Figure 6. Invariant for ERC721

Taking the current capacity of CPU and disk storage devices and the cost of solving PoW problems into account, the overhead introduced by SOLYTHESIS is negligible. CPU usage of Parity (an Ethereum client) is lower than 4% for the SOLYTHESIS instrumented benchmarks. Besides, with the help of delta update and delta check, SOLYTHESIS can maintain a stable overhead despite a growing contract state. Therefore, adding runtime validation will improve the security significantly without downgrading the performance of Ethereum.

But in the cases where they remove the consensus layer, the average slowdown of TPS caused by the SOLYTHESIS instrumentation is 24%.

Conclusion, limitations, and future work

What does SOLYTHESIS give us?

It’s such an exciting idea if it is adopted in the blockchain system in the future. Generally speaking, given a smart contract and a set of user-defined invariants, SOLYTHESIS can produce a new enriched contract that will reject all transactions violating the invariants with these features.

  • Allow users to specify critical safety invariants, including quantifiers, which are especially useful under ledger scenarios because Ethereum maps the address to balance-like critical values.
  • Runtime validation at the Solidity level. By turning the offending transactions into no-ops, SOLYTHESIS can mitigate the detected errors.
  • Use delta update to determine whether the modification of the original variable causes the intermediate value to change.
  • Use delta check and quantifiers at the end of a transaction. By maintaining a set of changed state values and the corresponding intermediate values, utilize these indexes in the quantifiers to check potentially violated constraints at the end of a transaction.
  • Through call graph, global memory, and caching state values, SOLYTHESIS further minimizes the number of blockchain state accesses to improve performance.

Why is it not practical right now?

As the authors mention in their evaluation, SOLYTHESIS instrumentation will cause a 24% downgrading of the performance when the consensus layer is no longer the bottleneck. Besides, gas fee caused by additional instrumented code is not negligible. The tradeoff between security and performance/money cost needs further consideration.

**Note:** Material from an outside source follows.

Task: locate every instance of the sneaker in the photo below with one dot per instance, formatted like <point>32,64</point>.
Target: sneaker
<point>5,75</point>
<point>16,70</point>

Any possible follow-up improvement?

For their original implementation:

  1. Add array deduplication in delta check. SOLYTHESIS maintains multiple arrays of changed state values. Sometimes, the indexes in these arrays are paired to delegate a value in a multidimensional array. For example, array a is combined with issueId, and array b is combined with option. If a = [A, A, A], b = [1, 2, 1], the corresponding pairs are [A][1], [A][2], [A][1]. We can remove the duplicate elements to reduce computation.

New direction:

  1. A new language or modified Solidity. The instrumented contracts by SOLYTHESIS are unreadable… It may not be a good idea to insert too many lines of meaningless naming parameters into the code. Can we design a new language with embedded runtime validation, like require (specific invariants with intermediate values) controlled by (state variables)?
  2. Besides, according to the designed language above, it will be possible to introduce a new gas mechanism in EVM by distinguishing codes for runtime validation from others.
  3. Proposing some new ways of transferring resources with high security will be promising. For example, Move, a new programming language, is popular because of its novel resource-oriented programming design.
  4. Runtime validation support from other layers. Gather some events together and check them by the VM?